The journalists are expected to be among 20 unnamed defendants tried on an array of charges, according to a government statement posted by the semi-official Fars News agency. All were arrested in the aftermath of the disputed June 12 presidential elections.
The official Iranian News Agency (IRNA) reported on Wednesday that photographers Majid Saeedi and Satyar Emami confessed to taking pictures and sending them to "enemy [news] agencies." Few details are available about Emami, who was arrested on July 9. Security forces arrested Saeedi, a photographer for several local newspapers and the global photo agency Getty Images, on July 10. Getty has more than 300 photographers working around the world and has offices in Gaza, Islamabad, London, Tokyo, and Iraq, among other countries.
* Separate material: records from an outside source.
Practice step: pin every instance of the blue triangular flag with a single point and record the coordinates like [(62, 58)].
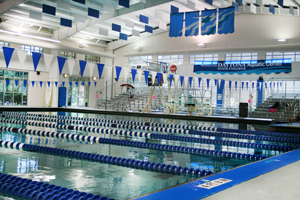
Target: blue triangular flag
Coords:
[(100, 69), (191, 80), (199, 81), (171, 79), (36, 59), (181, 80), (61, 62), (133, 73), (118, 71), (158, 77), (82, 65), (7, 51), (146, 73), (207, 82), (7, 82)]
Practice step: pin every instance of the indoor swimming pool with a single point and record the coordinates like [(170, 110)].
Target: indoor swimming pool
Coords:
[(95, 156)]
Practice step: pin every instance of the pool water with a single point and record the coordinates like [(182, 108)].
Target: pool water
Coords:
[(114, 181)]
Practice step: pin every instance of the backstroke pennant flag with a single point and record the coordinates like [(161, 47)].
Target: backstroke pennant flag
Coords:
[(191, 23), (100, 69), (61, 62), (208, 22), (226, 20), (176, 24), (82, 65), (36, 59)]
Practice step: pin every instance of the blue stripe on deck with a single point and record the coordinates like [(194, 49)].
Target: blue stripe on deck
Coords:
[(239, 175)]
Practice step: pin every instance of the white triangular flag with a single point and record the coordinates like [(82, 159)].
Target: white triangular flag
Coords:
[(140, 74), (22, 56), (91, 67), (71, 64), (126, 72), (48, 59)]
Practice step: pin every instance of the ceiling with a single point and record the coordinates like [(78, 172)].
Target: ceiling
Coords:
[(15, 17)]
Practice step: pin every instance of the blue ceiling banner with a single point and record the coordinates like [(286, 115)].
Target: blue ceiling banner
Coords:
[(207, 83), (116, 27), (209, 2), (174, 9), (125, 3), (176, 24), (123, 36), (208, 22), (226, 20), (192, 23), (171, 79), (236, 6), (262, 66), (133, 73), (93, 13), (36, 59), (144, 19), (7, 51), (66, 22), (61, 62), (49, 10), (181, 80), (82, 65), (158, 77), (199, 81), (146, 74), (80, 1), (100, 69), (191, 81), (118, 71), (148, 29), (272, 9)]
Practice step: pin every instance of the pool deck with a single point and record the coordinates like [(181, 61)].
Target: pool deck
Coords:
[(228, 119), (275, 178)]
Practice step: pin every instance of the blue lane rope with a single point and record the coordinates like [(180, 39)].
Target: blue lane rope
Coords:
[(167, 130), (132, 163), (160, 147), (41, 191), (156, 136), (162, 125)]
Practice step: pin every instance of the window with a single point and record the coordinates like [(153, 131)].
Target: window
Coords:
[(171, 59), (12, 87), (3, 44), (67, 54), (204, 59), (291, 56), (139, 59), (91, 58), (30, 49)]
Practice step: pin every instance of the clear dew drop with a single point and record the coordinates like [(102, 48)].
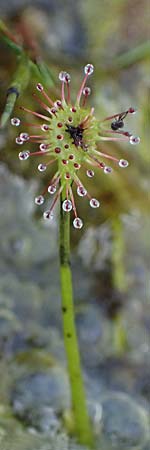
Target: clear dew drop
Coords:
[(51, 189), (42, 167), (39, 200), (89, 69), (67, 205), (81, 191), (108, 169), (90, 173), (94, 203), (48, 215), (77, 223), (15, 121), (134, 140), (123, 163), (24, 155)]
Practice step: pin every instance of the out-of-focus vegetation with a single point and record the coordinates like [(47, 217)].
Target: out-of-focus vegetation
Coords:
[(111, 255)]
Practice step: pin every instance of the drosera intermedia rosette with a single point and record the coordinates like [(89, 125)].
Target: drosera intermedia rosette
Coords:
[(69, 134)]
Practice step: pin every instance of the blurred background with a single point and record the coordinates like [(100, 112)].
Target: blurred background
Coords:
[(110, 255)]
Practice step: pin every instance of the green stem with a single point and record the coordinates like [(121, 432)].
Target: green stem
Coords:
[(82, 424)]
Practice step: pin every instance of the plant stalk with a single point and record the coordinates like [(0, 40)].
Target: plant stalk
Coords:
[(82, 425)]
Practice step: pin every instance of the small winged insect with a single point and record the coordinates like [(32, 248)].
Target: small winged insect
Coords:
[(119, 122), (76, 134)]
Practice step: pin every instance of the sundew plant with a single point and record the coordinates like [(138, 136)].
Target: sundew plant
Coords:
[(69, 135)]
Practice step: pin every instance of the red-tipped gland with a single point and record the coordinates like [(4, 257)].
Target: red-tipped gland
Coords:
[(134, 140), (90, 173), (15, 121), (71, 157), (39, 200), (89, 69), (108, 169), (81, 191), (44, 127), (42, 167), (132, 110), (57, 150), (67, 205), (67, 176), (123, 163), (94, 203), (39, 87), (77, 166), (44, 147), (24, 136), (48, 215), (60, 137), (19, 141), (51, 189), (24, 155), (86, 91), (77, 223)]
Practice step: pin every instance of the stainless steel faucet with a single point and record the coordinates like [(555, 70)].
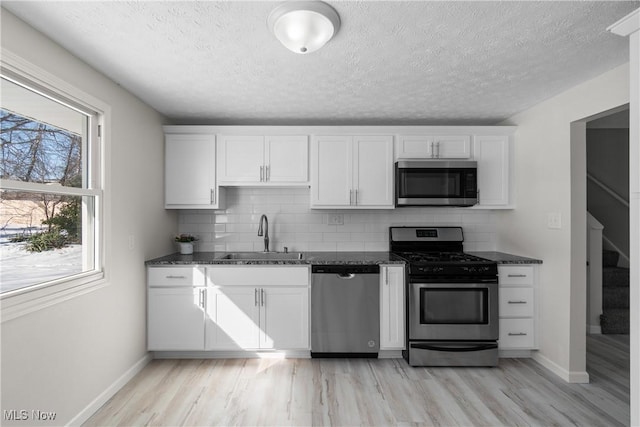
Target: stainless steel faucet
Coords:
[(266, 231)]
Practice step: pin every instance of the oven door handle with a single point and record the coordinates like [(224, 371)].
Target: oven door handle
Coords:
[(458, 348)]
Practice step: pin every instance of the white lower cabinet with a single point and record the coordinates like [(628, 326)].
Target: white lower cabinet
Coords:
[(175, 319), (392, 307), (236, 308), (175, 312), (257, 307), (517, 307)]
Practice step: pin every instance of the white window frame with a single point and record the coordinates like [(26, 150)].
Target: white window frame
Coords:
[(33, 298)]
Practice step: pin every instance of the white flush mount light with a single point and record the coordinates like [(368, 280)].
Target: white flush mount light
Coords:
[(304, 26)]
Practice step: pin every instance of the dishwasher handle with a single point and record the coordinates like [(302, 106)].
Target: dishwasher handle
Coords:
[(345, 269)]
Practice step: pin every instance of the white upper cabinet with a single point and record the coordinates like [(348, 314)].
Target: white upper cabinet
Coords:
[(190, 172), (433, 147), (263, 160), (492, 155), (352, 172)]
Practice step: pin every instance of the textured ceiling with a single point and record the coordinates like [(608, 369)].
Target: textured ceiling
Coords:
[(396, 62)]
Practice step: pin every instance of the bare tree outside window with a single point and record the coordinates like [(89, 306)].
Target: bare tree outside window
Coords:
[(46, 206)]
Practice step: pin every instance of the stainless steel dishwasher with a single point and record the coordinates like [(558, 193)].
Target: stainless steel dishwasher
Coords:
[(345, 310)]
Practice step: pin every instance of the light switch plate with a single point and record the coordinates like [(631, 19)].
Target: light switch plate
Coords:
[(554, 220), (335, 219)]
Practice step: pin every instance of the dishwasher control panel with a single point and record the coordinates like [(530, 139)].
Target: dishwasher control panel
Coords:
[(342, 268)]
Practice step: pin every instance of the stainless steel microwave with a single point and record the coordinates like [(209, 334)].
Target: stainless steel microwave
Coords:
[(436, 183)]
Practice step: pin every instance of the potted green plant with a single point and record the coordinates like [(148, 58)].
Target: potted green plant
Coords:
[(185, 241)]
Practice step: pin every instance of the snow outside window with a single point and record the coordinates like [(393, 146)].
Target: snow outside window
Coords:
[(50, 190)]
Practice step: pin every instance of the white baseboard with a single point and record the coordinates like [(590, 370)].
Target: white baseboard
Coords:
[(623, 261), (97, 403), (568, 376), (511, 354), (233, 354), (390, 354)]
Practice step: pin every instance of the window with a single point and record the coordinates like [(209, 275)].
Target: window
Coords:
[(50, 190)]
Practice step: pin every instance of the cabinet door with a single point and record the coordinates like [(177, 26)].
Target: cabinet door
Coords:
[(284, 318), (331, 171), (175, 319), (232, 318), (492, 155), (286, 159), (414, 147), (452, 147), (392, 308), (240, 159), (190, 171), (373, 171)]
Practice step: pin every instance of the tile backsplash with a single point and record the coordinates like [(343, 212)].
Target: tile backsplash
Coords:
[(294, 225)]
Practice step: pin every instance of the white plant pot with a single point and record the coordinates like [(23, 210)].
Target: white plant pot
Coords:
[(186, 248)]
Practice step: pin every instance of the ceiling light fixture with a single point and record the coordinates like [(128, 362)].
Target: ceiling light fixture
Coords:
[(304, 26)]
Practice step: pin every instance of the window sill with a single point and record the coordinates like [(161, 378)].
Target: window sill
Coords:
[(28, 300)]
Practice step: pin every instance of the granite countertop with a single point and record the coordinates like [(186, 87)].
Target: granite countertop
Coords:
[(504, 258), (315, 258)]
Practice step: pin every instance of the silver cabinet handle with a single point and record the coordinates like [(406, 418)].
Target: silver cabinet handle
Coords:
[(201, 298)]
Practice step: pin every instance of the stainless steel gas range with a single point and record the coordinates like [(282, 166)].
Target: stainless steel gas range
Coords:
[(452, 299)]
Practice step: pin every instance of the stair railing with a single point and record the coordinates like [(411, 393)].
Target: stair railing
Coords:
[(609, 191), (594, 274)]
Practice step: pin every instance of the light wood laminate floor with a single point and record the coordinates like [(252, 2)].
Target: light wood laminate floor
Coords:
[(383, 392)]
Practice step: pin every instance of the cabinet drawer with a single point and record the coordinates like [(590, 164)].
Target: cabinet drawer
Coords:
[(516, 302), (174, 276), (517, 334), (257, 276), (520, 275)]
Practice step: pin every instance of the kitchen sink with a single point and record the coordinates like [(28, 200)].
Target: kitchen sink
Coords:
[(264, 256)]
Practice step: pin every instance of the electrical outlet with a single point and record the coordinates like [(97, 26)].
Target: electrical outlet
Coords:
[(335, 219), (554, 220)]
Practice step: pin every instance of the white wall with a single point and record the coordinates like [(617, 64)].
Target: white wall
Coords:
[(550, 178), (293, 224), (62, 357)]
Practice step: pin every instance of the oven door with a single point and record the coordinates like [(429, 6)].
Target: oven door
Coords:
[(453, 311)]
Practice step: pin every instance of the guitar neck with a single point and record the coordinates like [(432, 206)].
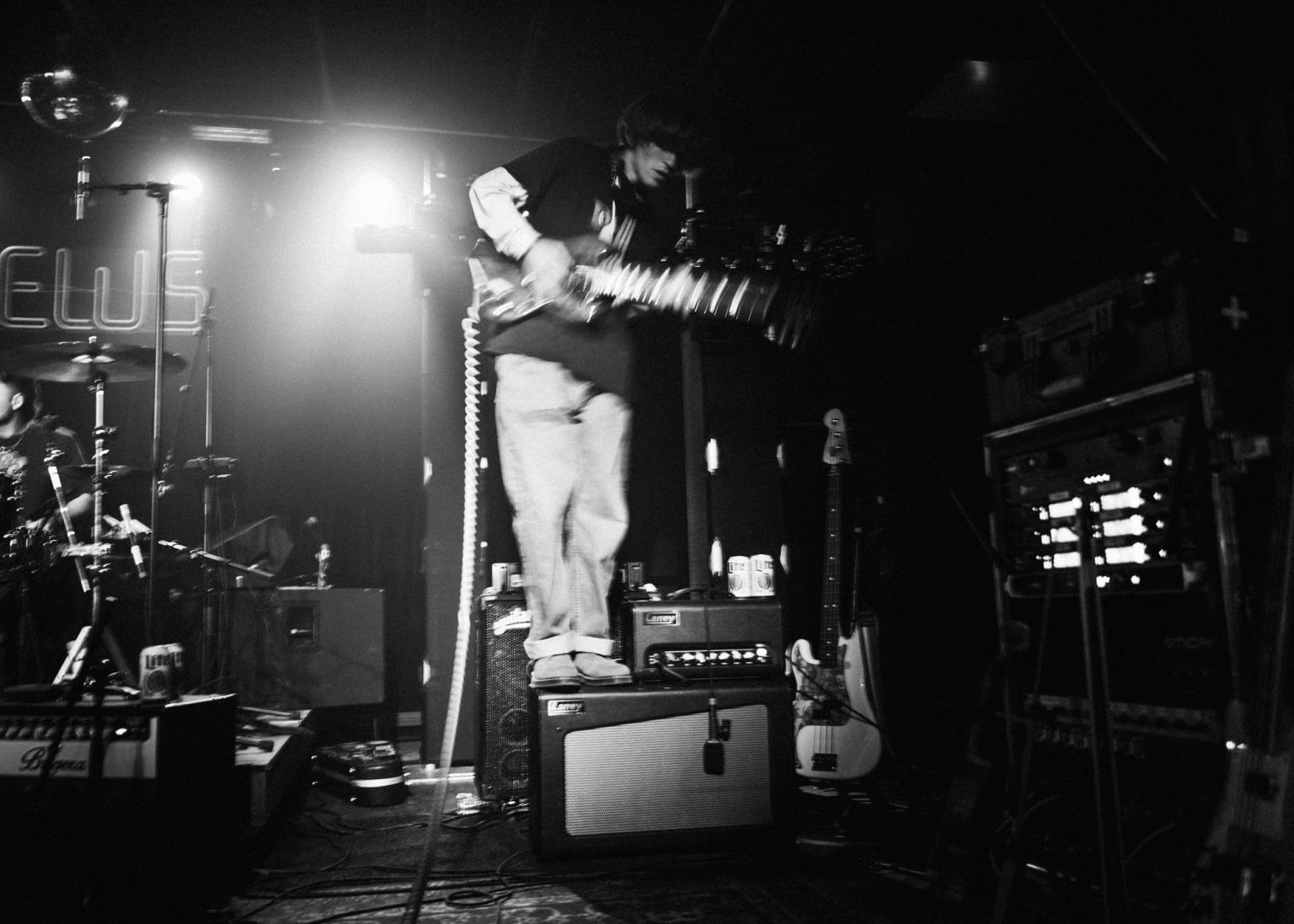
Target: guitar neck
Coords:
[(828, 644)]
"Majid Saeedi is a well-regarded photojournalist who was simply recording the reality he observed and distributing his photos through a global news agency recognized for its nonpartisan coverage of world events," said CPJ Executive Director Joel Simon. "We are gravely concerned that Saeedi, Satyar Emami, and the many other journalists in jail could be put on trial merely for doing their jobs."
A slideshow of Saeedi's images from Iran can be seen here.
On June 30, Fars News agency posted an 11-page "confession" from detained Newsweek reporter Maziar Bahari in which he allegedly said he participated in "promoting a color revolution." Bahari was arrested on June 21 in Tehran. More than 100 journalists representing 47 countries have sent a petition to the Iranian authorities calling for Bahari's release.
In another development, police arrested at least three documentary filmmakers today when thousands of people gathered at Behesht-e-Zahra cemetery to commemorate the killing of Neda Agha-Soltan, a protester shot in the aftermath of the disputed June 12 election, according to international news reports. Police detained filmmakers Jafar Panahi, Mahnaz Mohammadi, and Rookhsare Ghaem Ghami, according to multiple news reports. The BBC Persian service reported that police also arrested Panahi's wife and child, whose age was not mentioned.
Earlier this week, Korosh Javan, a freelance photographer, was released, CPJ has learned today. Javan was arrested on July 9. On Tuesday, authorities released on bail Shadi Sadr, a journalist, lawyer, and activist, who was arrested on July 17. Sadr is an editor for the Women in Iran, the Web site for a local women's rights group.
Iran has confirmed that it is holding 150 people arrested after the election, according to the U.K.'s Guardian newspaper. Other sources cite higher numbers. At least 36 journalists arrested since the crackdown are currently in jail. An additional six journalists were already imprisoned prior to the elections.